Most of the time our minds work pretty well. But sometimes smart people do stupid things, she points out. We have a systematic set of "blind spots" in our minds like the blind spots in our cars.

We are amused by cartoons like "Dilbert," which make them obvious and exaggerate them: "As of tomorrow, employees will only be able to access the building using individual security cards. Pictures will be taken next Wednesday and employees will receive their cards in two weeks."

But even in easy tests of mental reasoning, we often fail to be logical. Psychologists Benjamin Connell and M.D. Braine in an article in Developmental Psychology did an interesting experiment that shows how easy it is to make a mistake.

Try it yourself. I flunked it the first time.

The researchers held a box and told the person being tested, "If there's a cat in the box, there's also an apple in the box."

Next he would look in the box himself and say, "There's a cat in the box. Is an orange in the box?"

Half of the adults answered "no." They had failed to grasp the simple point that an orange could be in the box, not just an apple and a cat.

After a number of similar examples, the adults caught on.

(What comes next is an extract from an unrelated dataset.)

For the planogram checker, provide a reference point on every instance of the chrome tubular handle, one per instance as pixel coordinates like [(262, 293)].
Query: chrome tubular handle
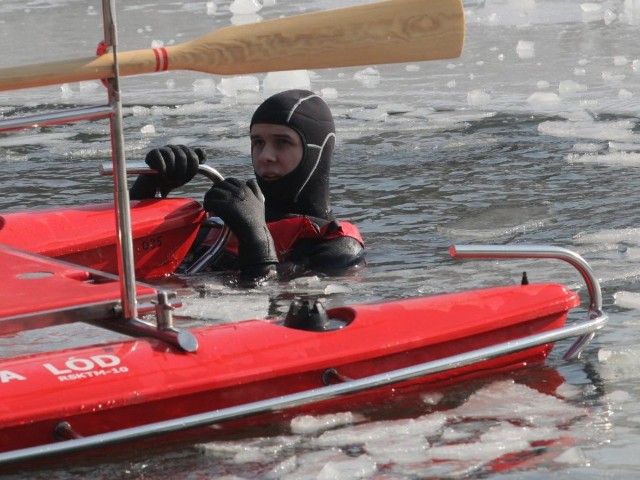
[(137, 168), (536, 251), (547, 252)]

But the experiments had to present such problems five times on average before they did.

Curiously, 4-year-olds solved this type of problem as well as the adults did.

That a child can reason in some situations as well as an adult makes the adult's mistakes more intriguing.

One of the blind spots Van Hecke identifies is the way we are "lulled by everyday life." We don't stop and think, like the example of the Braille sign in a drive-by bank. Sure, the law may insist that we use Braille in some situations. But we don't ordinarily notice that these practices make no sense.

Another type of blind spot is rushing in to solve a problem without "stopping to think." That's what happened to so many adults in the cat-apple-orange experiment. Adults rarely have to solve such straightforward logical puzzles.

How can we avoid such intellectual blunders? First, be aware of the errors you are prone to, says Van Hecke. Car manufacturers, for example, routinely put a warning on the side-view mirrors, "Objects may be closer than they appear."

We don't need such warnings most of the time. Indeed, if you Google "blind spots cars," you can find ways to minimize the blind spots. We can usually rely on experience, expertise and, yes, often our intuition to solve problems. But when we have important problems to solve, Van Hecke's work shows, we need to step back, take our time, and carefully think.


Judith Kleinfeld, who holds a doctorate from Harvard, is professor of psychology emeritus at the University of Alaska Fairbanks.